Retaliation and harassment are the most commonly filed employment law claims nationwide. After the Fourth Circuit’s recent decision in Boyer-Liberto v. Fountainbleau Corp., No. 13-1473 (4th Cir. May 7, 2015) lawsuits alleging hostile work environment and harassment will only be more difficult for employers to dispose of. The Fourth Circuit held that a single instance of harassment may create an actionable hostile work environment claim, and that an employee can be protected from retaliation when complaining about harassment, even if the purported harassment is ultimately not severe enough to create a hostile work environment.
Boyer-Liberto, an African-American cocktail waitress, worked at a hotel in Maryland owned by Fontainebleau for seven weeks and was fired after she made a complaint to human resources that a Caucasian supervisor directed a racial slur at her twice in less than 24 hours. Boyer-Liberto filed suit in the Maryland District Court asserting claims for hostile work environment and retaliation.
The employer moved for summary judgment as to the hostile work environment claims arguing that the name calling was too isolated to create a hostile work environment. It also moved for summary judgment as to the retaliation claims, arguing that Boyer-Liberto failed to show that she engaged in protected oppositional activity. The employer claimed that in order for Boyer-Liberto to have engaged in protected activity when making her internal complaint, she had to have reasonably believed that the complained-of behavior was severe or pervasive enough to create a hostile work environment.
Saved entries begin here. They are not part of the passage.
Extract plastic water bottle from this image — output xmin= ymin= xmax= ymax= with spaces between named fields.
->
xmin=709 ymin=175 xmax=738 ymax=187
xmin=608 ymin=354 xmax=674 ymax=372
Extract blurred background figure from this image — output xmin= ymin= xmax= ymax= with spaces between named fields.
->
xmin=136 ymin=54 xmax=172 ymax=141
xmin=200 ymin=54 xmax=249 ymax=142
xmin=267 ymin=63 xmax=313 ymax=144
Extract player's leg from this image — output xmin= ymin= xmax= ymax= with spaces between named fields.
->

The employer maintained that Boyer-Liberto could not have reasonably believed the isolated conduct she encountered was severe enough under the circumstances. The federal district court and panel Fourth Circuit Court agreed.
After an en banc hearing before the full Fourth Circuit Court, the district court and panel Fourth Circuit decisions were reversed. The Fourth Circuit held that the two single incidents were enough to constitute harassment. The Court went even further holding that a single instance of harassment can be enough to constitute a hostile work environment. The Court acknowledges affirmative change to the legal landscape it was making recognizing that it “is a first for our court…”
However, the Fourth Circuit went even further expanding employee protections from retaliation. The court held that “an employee is protected from retaliation when she reports an isolated incident of harassment that is physically threatening or humiliating, even if a hostile work environment is not engendered by that incident alone.” The court held that the comments made by the supervisor in this case were sufficiently threatening and humiliating to survive a summary judgment motion.
The decision unquestionably makes it easier for plaintiffs alleging hostile work environment claims to survive summary judgment in the Fourth Circuit and is certain to be a game changer for defendants seeking dispositive motions nationwide. Single incident harassment is frequently alleged and disposed of prior to trial. However, if such claims are now to be litigated to their fullest extent, we can expect to see an influx of this type of litigation.
The decision also expands the potential for retaliation claims and undoubtedly encourage more employees to seek redress for perceived retaliation as this is a further sign that courts will rely on employees subjective perceptions of behaviors in the workplace to establish protected activity. Employers need to educate management to ensure that there is heightened awareness as to the very nature of protected activity. If management is unable to identify protected activity employers will be vulnerable to retaliation claims.